Sprite's Keeper said...

I've actually never seen it. Mostly ever parent I know has raved about it, but also commented on the dreary reality is forecasts. I like your review though!

Irish Gumbo said...

Logan's Run. Planet of the Apes. Soylent Green. Yeah, I grok that. I haven't seen th film yet, have heard a lot about it. I think I understand the plot and theme well enough.

It does work on many levels, yes. Kid's movie, futuristic love story, dystopian (bleak) reality. It is a cartoon, yes.

What disturbs me is the subtext, what it says about a consumer-tainment society such as ours, that we could go into a movie knowing all of the above, AND STILL COME OUT OF IT BASICALLY IGNORING THE SUBTEXT: Take any set of grim circumstances, any tragedy, and put a simple, cute gloss on it, and watch people say "Oh isn't that cute, Hello, Dolly!" Problem solved.

It seems to me that there is a parallel in all of the distorted info the government has foisted on the public about the "good news" from Iraq and Afghanistan. 'It can't be that bad can it? Progress, right?'

Yeah, right. Just keep whistling, folks, the graveyard can't be THAT big...
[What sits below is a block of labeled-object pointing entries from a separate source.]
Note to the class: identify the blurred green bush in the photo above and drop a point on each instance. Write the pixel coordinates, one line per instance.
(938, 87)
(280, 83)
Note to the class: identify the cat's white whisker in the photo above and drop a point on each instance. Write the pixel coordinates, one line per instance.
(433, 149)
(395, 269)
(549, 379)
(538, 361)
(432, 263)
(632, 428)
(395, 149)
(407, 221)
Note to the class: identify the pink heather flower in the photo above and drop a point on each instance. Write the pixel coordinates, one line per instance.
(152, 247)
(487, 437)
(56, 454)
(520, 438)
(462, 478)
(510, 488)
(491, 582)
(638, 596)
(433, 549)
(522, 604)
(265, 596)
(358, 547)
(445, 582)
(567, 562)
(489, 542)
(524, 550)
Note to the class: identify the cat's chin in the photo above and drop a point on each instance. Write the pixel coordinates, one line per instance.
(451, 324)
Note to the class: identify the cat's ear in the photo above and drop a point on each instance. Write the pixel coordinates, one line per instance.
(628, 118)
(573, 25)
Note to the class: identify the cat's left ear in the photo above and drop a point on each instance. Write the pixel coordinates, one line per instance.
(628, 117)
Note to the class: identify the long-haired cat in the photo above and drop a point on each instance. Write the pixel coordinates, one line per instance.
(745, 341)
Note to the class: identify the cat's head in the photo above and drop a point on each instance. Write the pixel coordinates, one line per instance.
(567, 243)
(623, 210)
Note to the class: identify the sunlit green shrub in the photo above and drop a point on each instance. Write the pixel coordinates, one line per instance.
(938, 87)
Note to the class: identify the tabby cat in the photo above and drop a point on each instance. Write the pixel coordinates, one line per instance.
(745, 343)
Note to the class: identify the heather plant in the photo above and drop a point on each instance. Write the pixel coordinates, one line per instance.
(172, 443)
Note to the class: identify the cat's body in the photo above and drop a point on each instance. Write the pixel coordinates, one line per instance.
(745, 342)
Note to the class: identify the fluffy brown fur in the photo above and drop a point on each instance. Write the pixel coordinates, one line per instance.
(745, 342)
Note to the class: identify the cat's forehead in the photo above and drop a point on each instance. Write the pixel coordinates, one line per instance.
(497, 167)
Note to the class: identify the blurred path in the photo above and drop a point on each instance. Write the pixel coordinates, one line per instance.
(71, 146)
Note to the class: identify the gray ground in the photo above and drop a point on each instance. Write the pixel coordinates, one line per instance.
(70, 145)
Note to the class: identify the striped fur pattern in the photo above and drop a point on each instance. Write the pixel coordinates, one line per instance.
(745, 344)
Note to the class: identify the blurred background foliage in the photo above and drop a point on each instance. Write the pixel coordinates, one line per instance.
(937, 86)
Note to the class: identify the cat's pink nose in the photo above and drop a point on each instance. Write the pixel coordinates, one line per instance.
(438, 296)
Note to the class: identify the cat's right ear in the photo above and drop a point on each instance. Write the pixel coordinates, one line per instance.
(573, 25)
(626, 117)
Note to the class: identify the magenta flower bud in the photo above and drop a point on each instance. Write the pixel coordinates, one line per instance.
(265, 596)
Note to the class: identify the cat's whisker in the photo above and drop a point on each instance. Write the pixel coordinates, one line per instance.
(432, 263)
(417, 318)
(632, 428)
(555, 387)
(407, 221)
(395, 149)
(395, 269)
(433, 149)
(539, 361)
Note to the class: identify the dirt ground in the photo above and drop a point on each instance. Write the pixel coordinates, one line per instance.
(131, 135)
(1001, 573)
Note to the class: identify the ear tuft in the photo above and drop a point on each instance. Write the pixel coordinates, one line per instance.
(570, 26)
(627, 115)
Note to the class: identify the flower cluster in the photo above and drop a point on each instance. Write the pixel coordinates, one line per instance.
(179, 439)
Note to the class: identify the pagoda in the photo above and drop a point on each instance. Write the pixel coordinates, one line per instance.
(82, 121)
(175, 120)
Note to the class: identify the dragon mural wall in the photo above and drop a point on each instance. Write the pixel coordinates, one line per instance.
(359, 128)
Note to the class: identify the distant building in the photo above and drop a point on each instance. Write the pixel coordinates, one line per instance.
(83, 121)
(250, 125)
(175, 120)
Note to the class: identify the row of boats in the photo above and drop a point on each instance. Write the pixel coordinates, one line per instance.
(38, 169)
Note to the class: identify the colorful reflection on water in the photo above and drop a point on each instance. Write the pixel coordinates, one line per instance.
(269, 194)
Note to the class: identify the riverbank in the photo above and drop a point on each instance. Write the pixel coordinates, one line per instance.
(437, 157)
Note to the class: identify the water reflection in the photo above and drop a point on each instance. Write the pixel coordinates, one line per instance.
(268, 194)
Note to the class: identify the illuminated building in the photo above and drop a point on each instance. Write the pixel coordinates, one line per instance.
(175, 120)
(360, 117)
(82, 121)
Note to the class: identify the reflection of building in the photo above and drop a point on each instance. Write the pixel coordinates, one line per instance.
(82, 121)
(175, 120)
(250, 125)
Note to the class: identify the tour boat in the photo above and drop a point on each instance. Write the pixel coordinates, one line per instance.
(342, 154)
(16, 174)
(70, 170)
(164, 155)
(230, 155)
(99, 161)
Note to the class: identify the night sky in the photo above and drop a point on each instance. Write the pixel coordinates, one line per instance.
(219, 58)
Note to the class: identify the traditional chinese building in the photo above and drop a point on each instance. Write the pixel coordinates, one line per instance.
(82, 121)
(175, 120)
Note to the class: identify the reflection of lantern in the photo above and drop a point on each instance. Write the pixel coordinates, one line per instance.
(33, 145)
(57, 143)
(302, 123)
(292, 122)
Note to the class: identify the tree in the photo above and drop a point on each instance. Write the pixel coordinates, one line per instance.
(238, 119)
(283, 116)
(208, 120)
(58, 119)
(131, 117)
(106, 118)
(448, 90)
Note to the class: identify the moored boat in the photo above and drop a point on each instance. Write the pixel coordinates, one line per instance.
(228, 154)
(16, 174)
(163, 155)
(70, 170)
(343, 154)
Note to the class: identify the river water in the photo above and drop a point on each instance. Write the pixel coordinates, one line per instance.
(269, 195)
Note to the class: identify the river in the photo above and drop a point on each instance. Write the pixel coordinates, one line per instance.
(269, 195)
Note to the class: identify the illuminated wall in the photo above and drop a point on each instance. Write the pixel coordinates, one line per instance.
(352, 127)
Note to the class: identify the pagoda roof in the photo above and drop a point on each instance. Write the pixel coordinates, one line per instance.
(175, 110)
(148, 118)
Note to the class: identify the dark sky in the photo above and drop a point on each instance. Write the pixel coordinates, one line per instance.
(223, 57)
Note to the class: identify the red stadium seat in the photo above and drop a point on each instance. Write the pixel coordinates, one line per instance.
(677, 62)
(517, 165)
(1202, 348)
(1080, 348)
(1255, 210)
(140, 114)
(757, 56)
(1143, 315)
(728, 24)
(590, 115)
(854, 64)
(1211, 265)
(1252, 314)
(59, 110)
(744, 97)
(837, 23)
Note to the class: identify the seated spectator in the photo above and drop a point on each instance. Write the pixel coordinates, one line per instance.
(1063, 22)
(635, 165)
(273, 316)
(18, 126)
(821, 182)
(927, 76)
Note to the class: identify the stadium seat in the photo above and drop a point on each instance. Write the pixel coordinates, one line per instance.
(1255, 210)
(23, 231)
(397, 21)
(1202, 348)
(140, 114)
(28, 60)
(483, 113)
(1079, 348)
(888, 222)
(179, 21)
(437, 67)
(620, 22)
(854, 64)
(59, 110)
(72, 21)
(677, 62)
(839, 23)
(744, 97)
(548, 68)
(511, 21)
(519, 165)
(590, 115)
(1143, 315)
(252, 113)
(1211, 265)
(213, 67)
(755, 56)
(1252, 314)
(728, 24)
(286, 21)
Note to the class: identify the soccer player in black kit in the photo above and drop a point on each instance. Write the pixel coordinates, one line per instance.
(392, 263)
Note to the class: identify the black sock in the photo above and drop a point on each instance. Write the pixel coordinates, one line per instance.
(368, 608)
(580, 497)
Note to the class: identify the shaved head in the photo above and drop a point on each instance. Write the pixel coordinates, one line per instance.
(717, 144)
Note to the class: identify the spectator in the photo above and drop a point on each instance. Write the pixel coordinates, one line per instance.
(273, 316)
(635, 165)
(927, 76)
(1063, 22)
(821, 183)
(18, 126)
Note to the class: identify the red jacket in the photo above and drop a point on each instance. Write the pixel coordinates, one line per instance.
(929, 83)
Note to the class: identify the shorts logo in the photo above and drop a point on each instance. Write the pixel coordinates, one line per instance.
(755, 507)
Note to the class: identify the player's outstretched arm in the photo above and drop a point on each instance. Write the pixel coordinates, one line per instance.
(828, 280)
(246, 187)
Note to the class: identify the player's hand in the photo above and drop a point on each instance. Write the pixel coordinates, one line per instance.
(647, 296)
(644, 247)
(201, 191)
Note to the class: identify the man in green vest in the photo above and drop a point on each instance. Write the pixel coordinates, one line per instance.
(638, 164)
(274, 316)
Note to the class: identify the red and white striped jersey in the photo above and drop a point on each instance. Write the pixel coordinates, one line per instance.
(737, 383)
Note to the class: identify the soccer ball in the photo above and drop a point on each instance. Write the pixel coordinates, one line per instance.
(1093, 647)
(wow. was that heavy enough?)

Mama Nomad said...

YOU know how hard it is to find a movie that is enjoyable for both kids AND adults. it is such a hard score. the depth of the movie's subtext (which really isn't all that subtext b/c they are basically coming right out and saying hey, consumer douchebag, you are just a few decades off from being a technoblob) depends on the parents ability to connect the dots for children. we have always had in-depth conversation about the state-of-affairs with mayan and she GETS the movie; isadore at this point just likes to say "Waaaall-E...Eeeee-va" in her bot-voice. although i am am a believer that if we straight up scare the shit out of our children and tell them the world is fucked, so you'd better save it, you will get back rebellion and apathy. so i think its better to just set a general, GENERAL and digestable awareness, that there are limits to our resources and the generations will follow. to me, Wall-E sets that appropriate tone.

Jamie said...

I thought Cars was a bit of an odd choice but frankly they pulled it off and it's 100% Pixar. WALL-E on the other hand seems to have gotten away from them. For me, Pixar = elegant and tight story telling and WALL-E unfortunately has gaps (uh, like the end). Dreamworks films have gaps. Hell, Cinderella has gaps. Pixar, not so much. So I was disappointed in their execution of the story given what they've done in the past. And Fred Willard (= every Christopher Guest movie EVER) was too distracting for me, personally. That said, there are some very beautiful, poignant, scenes that tug on the ol' heartstrings (= Pixar). Anyway, wouldn't it be AWESOME if instead of the crap-o garbage service we have in Portland there were tons of little WALL-Es cruising around? Best. Garbage. Service. EVER.

Irish Gumbo said...

"consumer douchebag" - Oh, just ONCE, I would love to hear that phrase used on CNN in a business report! :)

Jstar said...

I liked it. My watching of it was an in-and-out-of-the-room kind of thing, but it did draw me in to sit down for large portions of it...which says a lot for a kid's movie. i thought the cruise ship in the sky was pretty hilarious. the thought of getting hoodwinked into it was pretty scary and original. i guess isaac liked it because he rented it again last night. and at bedtime he talked about the ONE plant. we talked about filling the earth up with trash...so i guess they were successful in making the complexity of the message appeal to various ages.